Davos, c'est déjà un petit village isolé dans une petite vallée, à l'extrême est de la Suisse (au début du siècle dernier, pas de forum économique mondiale, et nul hélicoptère ne pouvait déposer les visiteurs, aussi importants soient-ils). Le sanatorium où se déroule l'histoire est lui-même un microcosme isolé du village, où vit une communauté bien particulière et coupée du monde par la maladie.
Une communauté hors du monde, et surtout hors du temps, les jours passent dans une autre dimension pour les gens "d'en haut". Le temps n'a plus de prise sur eux, ils finissent par s'inscrire dans un autre rythme, où les jours se ressemblent tellement qu'ils se confondent et se ramassent tous en une grosse brique.

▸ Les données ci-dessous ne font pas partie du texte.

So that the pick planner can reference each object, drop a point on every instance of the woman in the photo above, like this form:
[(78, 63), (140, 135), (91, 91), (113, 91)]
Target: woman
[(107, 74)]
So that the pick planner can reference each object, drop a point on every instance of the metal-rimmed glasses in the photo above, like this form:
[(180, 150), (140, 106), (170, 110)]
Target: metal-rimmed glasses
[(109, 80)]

Horloges et calendriers s'accélèrent ou se ralentissent-ils, voire s'arrêtent-ils complètement ? La perception du temps est un élément fondateur du roman, sur lequel l'auteur joue avec allégresse, maîtrisant toutes les subtilités des ellipses et des ralentis.

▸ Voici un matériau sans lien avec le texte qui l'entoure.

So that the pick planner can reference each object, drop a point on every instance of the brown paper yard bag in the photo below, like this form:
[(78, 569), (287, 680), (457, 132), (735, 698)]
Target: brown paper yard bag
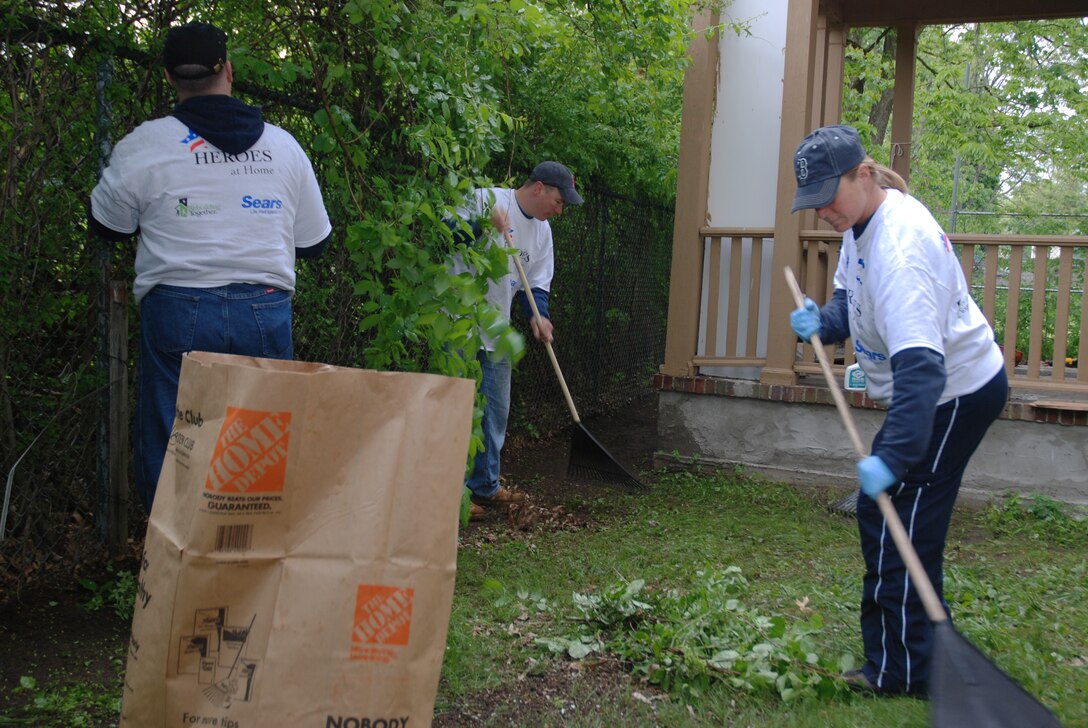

A ce titre, le sanatorium peut faire figure d'une effrayante toile d'araignée dont on peine à sortir, même bien portant. L'oncle James, en simple visite, prend d'ailleurs ses jambes à son cou de peur de se faire diagnostiquer quelque tache humide à la poitrine, à l'instar de son neveu. Au-delà de l'aspect cocasse et effrayant de ces médecins semblant chercher à retenir les patients à tout prix, c'est une vision originale de la maladie et de la santé que nous propose Thomas Mann. Est-on jamais en parfaite santé ? La maladie fait partie de l'homme, qui doit toujours lutter contre pour éviter qu'elle ne prenne le dessus. La médecine n'est pas une science exacte, on reste toujours avec l'évolution des personnages dans l'incertitude, l'incompréhension des patients non sachants.
Une grande partie de l'attrait du roman réside dans la galerie de personnages attachants et drôlatiques, qui égrènent leurs anecdotes et leurs petites péripéties. A commencer par Hans Castorp, trop mou pour faire figure de héros, trop bienveillant pour camper un antihéros. C'est plutôt son cousin Joachim qui fait figure de véritable héros aux yeux des autres personnages, courageux et déterminé. Il y aurait mille choses à dire sur les personnages secondaires, entre le verbe de Settembrini, l'austérité mystérieuse de Naphta, la grâce malicieuse de Clawdia Chauchat, la bêtise de Mme Kleefeld…
A mes yeux, les débats philosophico politiques que tiennent entre eux les personnages présentent quelques longueurs. Ils sonnent étrangement par leur côté détaché, ces gens d'en haut dissertent sur un monde auquel ils n'appartiennent presque plus. Pour autant, les questions abordées font écho aux préoccupations de l'époque, et témoignent d'un basculement, du crépuscule d'un monde qui va s'achever dans la grande guerre.